By default, privoxy listens on localhost:8118
. Quickly test it out with
your browser; for Firefox users:
Edit -> Preferences -> Advanced -> Network -> Settings ->
Manual proxy configuration -> HTTP Host:127.0.0.1 Port:8118
As for PAC, you need to configure the proxy type to PROXY
. Note also, for
PAC setups, DNS prefetch will always query local DNS resolvers regardless
whether the proxy will do DNS resolution or not. Set network.dns.disablePrefetch
to true
to disable this behavior, as mentioned before.
Wait, screw Proxy Auto-Config! (Yes I promised.) Let's opt for privoxy's builtin, flexible
pattern-based forward rules. I'm not going to cover the details here, but
give you the answer to the question that is now on your mind: Yes, there is a
written list of GFW proxy forward rules for privoxy! And of course, it's
based on autoproxy-gfwlist, no doubt about that :)
You should read the README on the AutoProxy2Privoxy page for instructions, but here is
what you need to do in brief. First you need to edit the following line in
gfw.action
according to address:port of your SOCKS proxy:
{+forward-override{forward-socks5 127.0.0.1:7127 .}}
Then issue the following commands as root:
# cp gfw.action /etc/privoxy/
# chown privoxy:privoxy /etc/privoxy/gfw.action
# chmod 660 /etc/privoxy/gfw.action
Now edit /etc/privoxy/config
, adding this line:
actionsfile gfw.action
Also, comment out the SOCKS5 forward rule which we set before:
#forward-socks5 / 127.0.0.1:7127 .
Privoxy should automatically pick up the new config. Now just point your program
to privoxy, who will automatically determine whether to forward to SOCKS or not.
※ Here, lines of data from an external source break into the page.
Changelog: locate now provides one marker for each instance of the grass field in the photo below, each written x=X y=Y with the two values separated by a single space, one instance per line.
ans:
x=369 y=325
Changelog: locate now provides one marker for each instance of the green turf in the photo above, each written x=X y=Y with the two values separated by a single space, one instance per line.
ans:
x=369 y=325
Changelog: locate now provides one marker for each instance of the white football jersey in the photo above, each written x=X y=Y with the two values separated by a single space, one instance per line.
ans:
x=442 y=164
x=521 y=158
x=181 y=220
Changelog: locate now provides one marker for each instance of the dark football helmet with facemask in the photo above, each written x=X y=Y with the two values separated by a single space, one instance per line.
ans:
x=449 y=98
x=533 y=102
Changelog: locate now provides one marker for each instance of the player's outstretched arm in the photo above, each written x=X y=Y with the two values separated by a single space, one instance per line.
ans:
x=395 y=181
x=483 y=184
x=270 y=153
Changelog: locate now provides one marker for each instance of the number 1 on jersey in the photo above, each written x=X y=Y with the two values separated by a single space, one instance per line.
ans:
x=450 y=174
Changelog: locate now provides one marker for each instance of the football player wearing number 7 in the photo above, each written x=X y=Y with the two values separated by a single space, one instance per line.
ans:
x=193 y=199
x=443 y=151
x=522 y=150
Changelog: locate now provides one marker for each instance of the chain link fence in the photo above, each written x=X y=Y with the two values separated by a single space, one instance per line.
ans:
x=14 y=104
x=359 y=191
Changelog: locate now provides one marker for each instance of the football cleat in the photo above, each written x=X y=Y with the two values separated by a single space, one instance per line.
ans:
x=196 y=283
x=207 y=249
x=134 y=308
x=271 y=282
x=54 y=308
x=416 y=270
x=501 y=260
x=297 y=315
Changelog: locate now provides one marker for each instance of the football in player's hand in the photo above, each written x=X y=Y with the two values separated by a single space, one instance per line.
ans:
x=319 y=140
As a sidenote, privoxy originally stands for "Privacy Enhancing Proxy". It has
advanced filtering capabilities and can be used to enhance your privacy, or block
obnoxious advertisements. I suggest you read more about it.
Share Your Proxy
In the examples above, we always set up the proxy to listen on the loop device,
providing service exclusively to our own computer. In reality, you probably want
to share this proxy with others. For example, to allow your iPhone to twitter
through this proxy.
Usually it's safe to allow access from clients in your local home network, but
if you want to serve clients from the internet, make sure you set up your firewall
correctly.
Example for a privoxy setup (/etc/privoxy/config
):
listen-address 192.168.1.100:8118
192.168.1.100
is the static address assigned to my computer by my
router, so that I don't have to change this address every now and then.
Of course, you can put the proxy on your router, which is better. It just might
take a little more work to set it up.
Now if you have your iPhone connected to the same wireless network, point it to
the HTTP proxy at 192.168.1.100:8118
. If it doesn't work, try
restarting privoxy.
Another example to share the SOCKS proxy on all interfaces:
$ ssh -v24NnD :7127 ssh.gfw
Be careful with that.
That's about it briefly. For more, read the manpages and Google is your friend.
Other Things to Try
sshuttle turns SSH into a poor man's VPN.